拉致事件については、一歩の譲歩もすることはできない。絶對無條件で原状回復論による解決を求める姿勢を嚴格に貫かねばならないことは勿論である。

國際法の父とか、自然法の父と呼ばれてゐるフーゴー・グロティウスは、『戰爭と平和の法』の中で、正當な戰爭(正義の戰爭)といふ概念を提唱した。これが「正戰論」である。正戰には三つある。第一は自己防衞のための「自衞戰爭」、第二は不法に奪はれた財産の回復のための「回復戰爭」、そして、第三は財産の不法侵奪や邦人拉致などの不法行爲を回復し再發防止のために行ふ「處罰戰爭」である。しかし、その後、第一次世界大戰後に「國際連盟規約」や「不戰條約」を經て、自衞戰爭以外に、國際連盟規約違反の戰爭をなす國家に對する制裁としての戰爭のみを合法的な戰爭(正戰)とした。そして、國際連合憲章では、正戰を自衞戰爭のみとし、その自衞戰爭の中に、集團的自衞權に基づく戰爭を含むものとした(第五十一條)。しかし、この集團的自衞權といふものは、第三章で述べたとほり、本來の自衞權(個別的自衞權)とは全く異質のものである。この條項が生まれたのは、冷戰構造が構築されつつある状況の中で、アメリカが中南米を含む全米を影響下(支配下)に置くことを目的としたチャプルテペック決議(後の全米相互扶助條約)に基づく軍事行動については國連安保理の許可を不要とするために編み出したことにある。當初の國連憲章の原案では、集團的自衞權の行使は安保理の許可が必要となつてゐたことから、ソ連の拒否權發動を懸念して、憲章本文に集團的自衞權の條項を入れることになつたのである。そして、個別的及び集團的自衞權の行使については安保理に対する事後の報告事項とし、事前の承認事項ないしは許可事項としなかつたのである。それゆゑ、集團的自衞權は個別的自衞權と同質のものであるとし、いづれも國家の「固有の権利」であるかの如き國連憲章第五十一条の表記副つた主張は、自衞戰爭をこれまで正戰としたきた國際慣習からして到底認めることはできない。集團的自衞權は、あくまでも國連憲章によつて認められた權利であり、固有の權利(自然權)ではありえない。また、集團的自衞權とは異なり、個別的自衞權が固有の權利(自然權)であるとしても、占領憲法が憲法であるならば、これを行使すること(交戰權を行使すること)が否定されてゐるのであるから、個別的自衞權も占領憲法においては否定されてゐることになるのである。たとへていふならば、肉食妻帶することは人の自然權であるとしても、佛教の戒律によつて僧がこれをなすことを禁止することはできるのであつて、その戒律がある限りこれを犯す者はやはり「破戒坊主」であることに變はりはないことと同じである

ところで、我が國がサンフランシスコ講和條約(桑港條約)や日華平和條約、日ソ共同宣言等を締結して「戰爭状態」を終了させて國連に加入してゐるにもかかはらず、國連憲章には未だに敵國條項(第五十三條、第百七條)があることからすると、この條項が削除改正されない限り、これに對抗しうる我が國の自衞措置として、我が國には連合國を現在もなほ敵國と看做しうる權利があるはずである。つまり、我が國は、連合國に對し、正戰として「回復戰爭」と「處罰戰爭」を行へる權利が認められることになる。

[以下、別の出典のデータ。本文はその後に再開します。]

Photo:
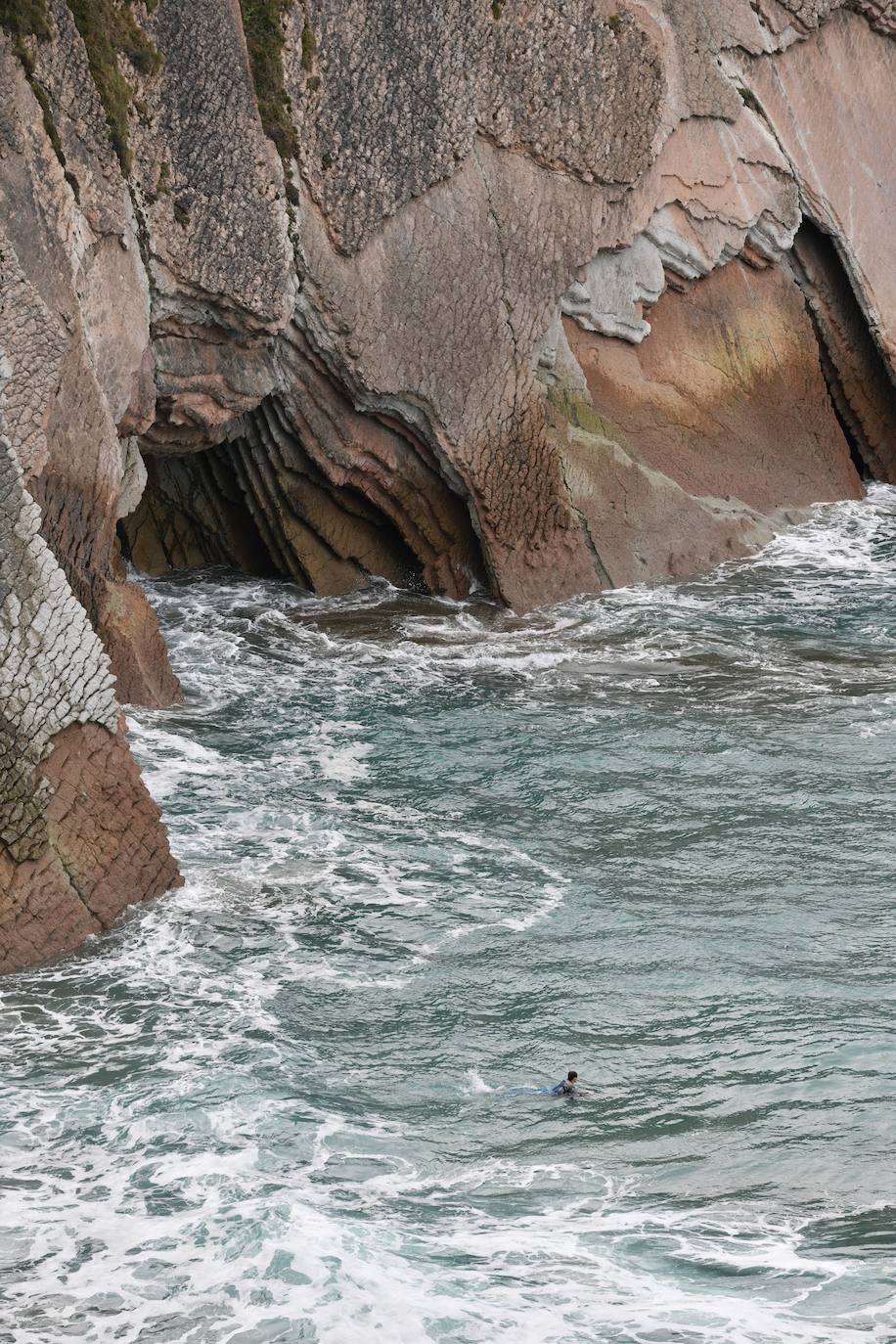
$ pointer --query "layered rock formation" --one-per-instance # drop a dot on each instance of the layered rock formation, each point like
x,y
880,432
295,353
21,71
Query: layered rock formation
x,y
528,297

それゆゑ、ロシア(舊ソ連の承繼國家)によつて現在もなほ不法に侵奪され續けてゐる北方領土の奪還、韓國によつて不法に侵奪され續けてゐる竹島の奪還については「回復戰爭」が可能であり、我が國にホロコーストの目的で原爆を投下しながらも、いまだに核軍縮をなさないアメリカに対しては核による報復の「處罰戰爭」が可能である。我が國には核による對米報復權が認められるといふことである。しかし、この權利があることと、その權利を直ちに行使しうるか否かとは全く別問題である。手續等の要件が滿たされない限り、直ちに行使しうるものでないことは勿論である。それは、國際法が定める手續を遵守する戰爭を以て合法な戰爭と定義されることから、最終的には、カロライン号事件(1837+660)以降に國際慣習として確立してきた自衞權行使の三要件である①急迫性(急迫不正な侵害があること)、②補充性(その侵害を排除する上で他に手段がないこと)、③相當性(排除するための實力行使は必要最小限度であること)が必要となつてくるであらう。

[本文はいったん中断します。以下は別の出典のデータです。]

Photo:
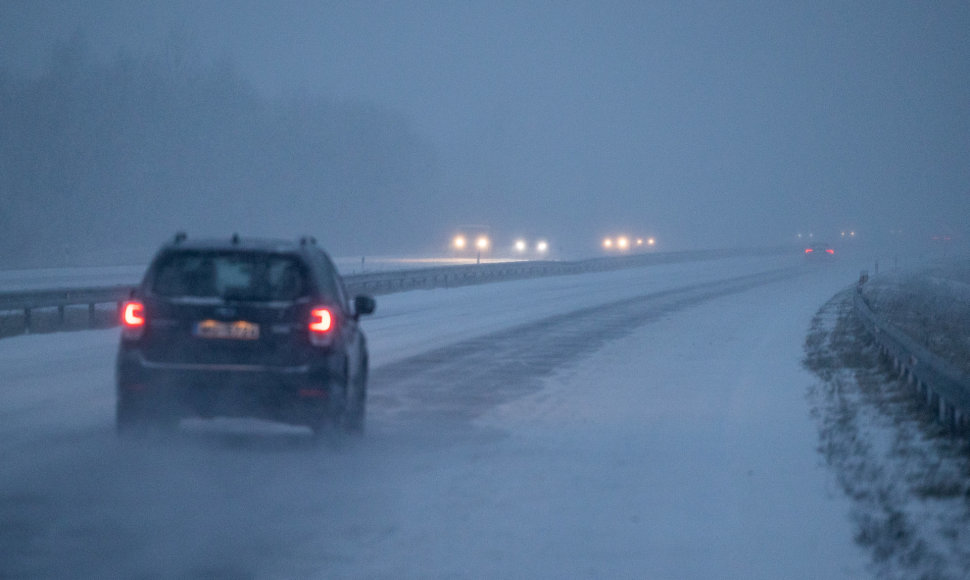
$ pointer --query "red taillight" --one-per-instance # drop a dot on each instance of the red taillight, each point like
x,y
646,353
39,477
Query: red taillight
x,y
132,320
320,320
133,314
321,326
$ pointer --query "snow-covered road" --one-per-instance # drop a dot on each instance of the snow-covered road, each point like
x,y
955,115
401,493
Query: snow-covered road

その意味では、北朝鮮による拉致事件の最終解決については、被害者全員の身柄引渡請求、拉致事件の関与者や指示者の特定と被害状況等についての調査報告要求、我が國による直接の調査を容認させる請求、犯人の引渡請求などをなし、それでもこれらに應じない場合は、武力による奪還と軍事制裁をなすことの警告等をなし、これらの適正な段階的手順を經て、回復戰爭ないしは處罰戰爭によることができるのであり、これ以外に解決の方法は殘されてはゐないのである。

それゆゑ、占領憲法を憲法として錯覺し續ける限り、拉致事件は永久に解決しないことが解るはずである。